From a technical POV, you'd probably design some sort of special hole for that situation (say an omega-bend with (water- and/or magma-proof) floats that'd normally sit on vanes but as soon as it gets inundated will float up into a seal and block the overpass in whatever direction the liquid is trying to pass). Or a lining material which expands (inward to constrict flow) upon being directly exposed to wetness or heat. Unless you go for something maybe much too hard sci-fi (gas-permeable/liquid-opaque force fields) or the magical equivalent (some sort of Maxwellian demon sat in there?).
Valves of various designs could be part of the building/digging/equipping strategy, like with minecart track-laying. Or just suck it up and treat them much as per liquid-threatened fortifications already may be (floodgates and/or raising bridges installed to shut them off on command), and strategic draining-grates to remove the threat ASAP.
Right now, I'd prefer hand-waved ventilation (with or without Overseer-specification of what it should feel like, maybe setting up 'flow zones' to encourage circulation and air-mixing, or strategic directional "ceiling fans/wafters" built from a mechanism or three) than the full complexity of having to manually install(/assign to be installed) a whole complex ducting arrangements down to the minutest detailing.
Also:
--- Quote from: https://www.mylearning.org/stories/coal-mining-and-the-victorians/236 ---The Trapper
The trapper was often the youngest member of the family working underground. Their job was simple: to open and close the wooden doors (trap doors) that allowed fresh air to flow through the mine. They would usually sit in total darkness for up to twelve hours at a time, waiting to let the coal tub through the door. It was not hard work but it was boring and could be very dangerous. If they fell asleep, the safety of the whole workings could be affected.
--- End quote ---
...and more relevent elaboration at http://www.dmm.org.uk/educate/mineocc.htm#t
Bumber:
--- Quote from: SixOfSpades on June 19, 2018, 04:52:08 am ---Admittedly, I haven't researched period ventilation techniques, but I think Fans and Great Bellows both seem doable.
--- End quote ---
I'm not sure the bellows are practical. To move the air throughout the whole fort would require a great deal of pressure, which neither the bellow materials nor the piping are really up to.
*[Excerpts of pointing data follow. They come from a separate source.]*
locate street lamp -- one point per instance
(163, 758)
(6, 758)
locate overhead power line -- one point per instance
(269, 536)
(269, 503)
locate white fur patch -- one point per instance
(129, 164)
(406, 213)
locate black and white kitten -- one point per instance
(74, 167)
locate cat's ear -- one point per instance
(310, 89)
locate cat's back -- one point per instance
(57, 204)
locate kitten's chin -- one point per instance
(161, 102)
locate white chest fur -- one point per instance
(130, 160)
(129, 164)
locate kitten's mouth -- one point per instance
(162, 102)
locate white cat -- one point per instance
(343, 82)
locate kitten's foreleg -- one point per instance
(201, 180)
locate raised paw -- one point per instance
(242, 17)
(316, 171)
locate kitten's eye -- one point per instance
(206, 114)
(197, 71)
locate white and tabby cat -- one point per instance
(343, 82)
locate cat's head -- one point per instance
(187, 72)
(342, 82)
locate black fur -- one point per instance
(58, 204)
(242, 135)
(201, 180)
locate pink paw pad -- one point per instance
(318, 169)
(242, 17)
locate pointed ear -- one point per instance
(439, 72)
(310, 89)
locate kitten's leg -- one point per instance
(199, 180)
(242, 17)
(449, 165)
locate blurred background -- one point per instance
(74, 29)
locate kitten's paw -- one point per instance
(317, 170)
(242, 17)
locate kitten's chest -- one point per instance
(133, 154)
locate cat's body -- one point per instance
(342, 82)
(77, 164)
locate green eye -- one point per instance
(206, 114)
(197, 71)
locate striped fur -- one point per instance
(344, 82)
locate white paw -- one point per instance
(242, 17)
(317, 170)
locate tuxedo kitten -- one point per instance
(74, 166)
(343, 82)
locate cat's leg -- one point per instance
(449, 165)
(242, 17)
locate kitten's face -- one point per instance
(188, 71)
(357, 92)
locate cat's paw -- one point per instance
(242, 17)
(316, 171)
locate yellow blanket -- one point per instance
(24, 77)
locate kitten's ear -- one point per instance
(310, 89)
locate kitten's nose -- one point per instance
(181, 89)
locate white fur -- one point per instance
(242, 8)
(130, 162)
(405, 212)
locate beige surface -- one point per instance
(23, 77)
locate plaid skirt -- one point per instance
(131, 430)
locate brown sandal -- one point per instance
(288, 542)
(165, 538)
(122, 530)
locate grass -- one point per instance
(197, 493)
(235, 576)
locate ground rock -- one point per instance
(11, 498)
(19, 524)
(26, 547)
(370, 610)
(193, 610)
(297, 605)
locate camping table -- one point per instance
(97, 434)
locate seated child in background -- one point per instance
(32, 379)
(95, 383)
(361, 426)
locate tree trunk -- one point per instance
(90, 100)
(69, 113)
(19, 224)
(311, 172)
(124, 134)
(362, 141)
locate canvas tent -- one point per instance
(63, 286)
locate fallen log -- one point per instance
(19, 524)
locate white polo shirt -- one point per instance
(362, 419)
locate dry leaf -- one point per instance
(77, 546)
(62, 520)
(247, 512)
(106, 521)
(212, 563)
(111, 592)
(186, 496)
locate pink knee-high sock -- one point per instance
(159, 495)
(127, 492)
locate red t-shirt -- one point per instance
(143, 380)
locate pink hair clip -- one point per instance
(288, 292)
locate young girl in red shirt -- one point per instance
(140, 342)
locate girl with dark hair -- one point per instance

Fans seem more practical. I don't think they were ever used for ventilation, but the Chinese invented a mechanical fan for personal cooling. You could have large shafts with a bunch of fans connected by a vertical axle. (Would it be going too far to let them be used for geothermal power? It would be kind of hard not to notice the magma forge fans are turning on their own.)
I think period ventilation technique was to have shafts that just used air pressure created by the wind blowing across the surface. I don't think it would get you that deep. DF has oxygenated caverns, of course, but they don't have any wind.
tussock:
Old mines were all ventilated, they had to get the water out, and they couldn't lift water far, so there were drains everywhere. The longest drains dug for mines in the middle ages were cut 20 miles through solid rock over several years of 24/7 labour.
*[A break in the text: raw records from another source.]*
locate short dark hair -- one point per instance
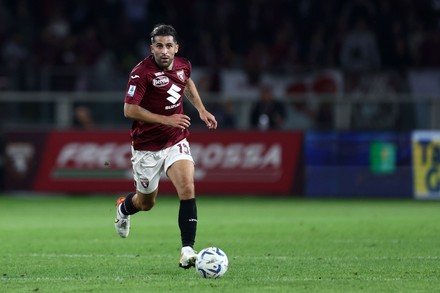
(163, 30)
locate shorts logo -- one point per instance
(161, 81)
(131, 90)
(145, 183)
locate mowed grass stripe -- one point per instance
(68, 244)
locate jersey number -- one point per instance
(174, 92)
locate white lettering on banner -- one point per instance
(237, 155)
(93, 155)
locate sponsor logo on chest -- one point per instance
(161, 81)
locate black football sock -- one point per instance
(127, 206)
(188, 221)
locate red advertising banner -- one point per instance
(226, 162)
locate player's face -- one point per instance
(163, 49)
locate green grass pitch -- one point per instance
(68, 244)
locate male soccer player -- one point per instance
(153, 101)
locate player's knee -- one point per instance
(187, 191)
(146, 206)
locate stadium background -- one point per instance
(361, 122)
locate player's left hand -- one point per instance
(209, 120)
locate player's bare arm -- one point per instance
(193, 96)
(138, 113)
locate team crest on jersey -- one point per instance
(161, 81)
(181, 75)
(145, 183)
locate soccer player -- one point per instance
(153, 100)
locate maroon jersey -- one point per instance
(160, 92)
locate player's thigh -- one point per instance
(181, 174)
(145, 201)
(147, 168)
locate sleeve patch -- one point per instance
(131, 90)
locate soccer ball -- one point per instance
(212, 263)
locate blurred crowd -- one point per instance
(106, 38)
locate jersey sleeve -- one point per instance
(136, 87)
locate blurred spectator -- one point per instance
(360, 51)
(225, 115)
(53, 38)
(83, 118)
(267, 113)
Then, once you have a drain somewhere, the air comes in it, and goes out the top. Any air movement past the entrances generates a pressure difference that's quite capable of circulating air for any mine. They sealed various doors throughout with wet clay to force the air up the working tunnels and shift the damps out the main entrance. Door sealing being a young kid's job, didn't pull mine carts until they were a bit older.
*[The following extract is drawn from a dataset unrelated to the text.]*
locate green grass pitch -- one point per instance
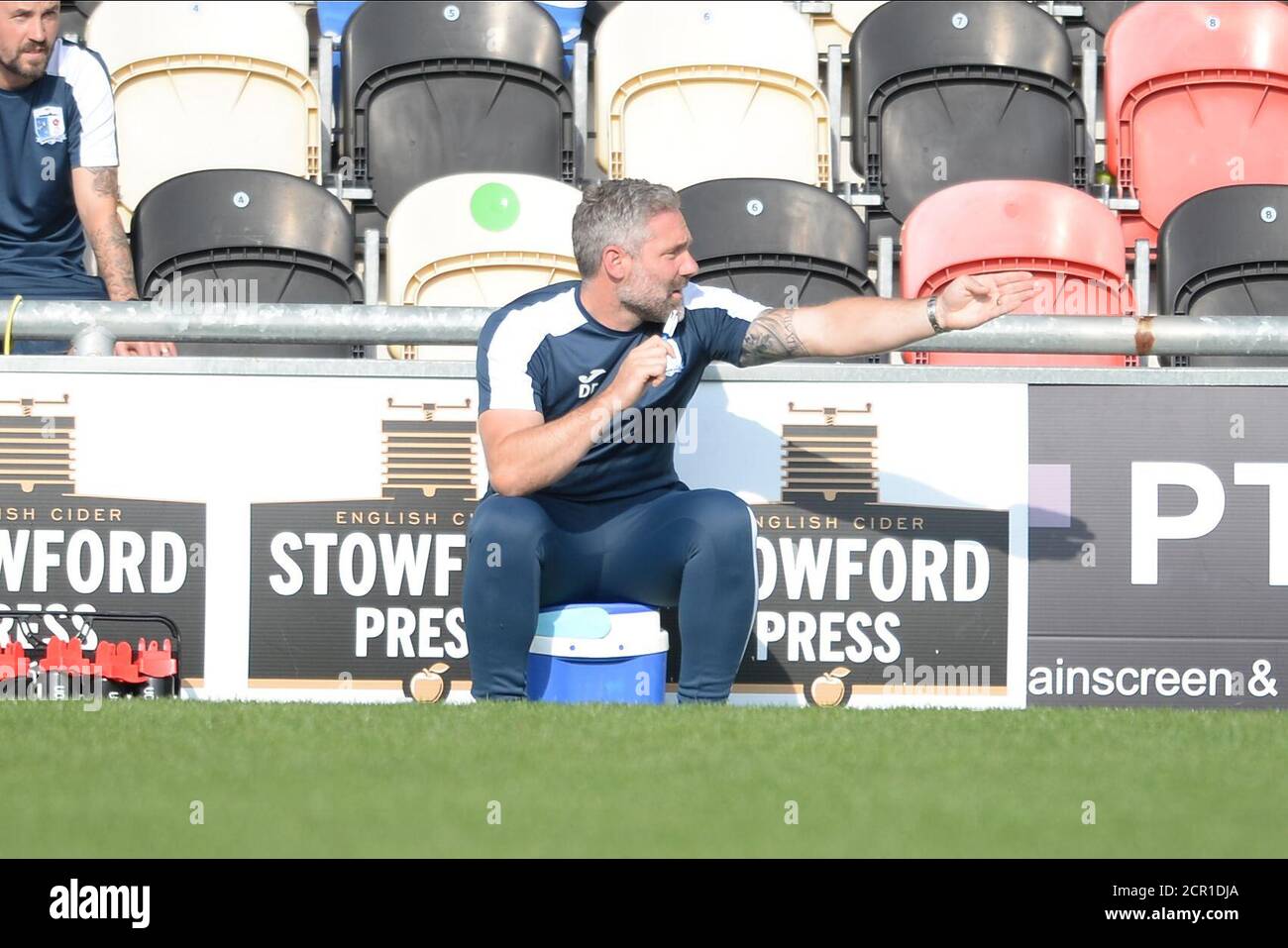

Now, dorfs dig deep, and often on flat land, so they'll have to rely on heating the air against the lower rocks to provide most of the energy for the system, you just need two entrances with one venting higher than the other, that gives you the pressure differential off a good breeze, and the hot air will sustain the circulation so long as it stays reasonably well sealed with no shortcuts to break the inward flow into the depths. Not really suitable for a massive coal mine, but for everyday stuff it would work.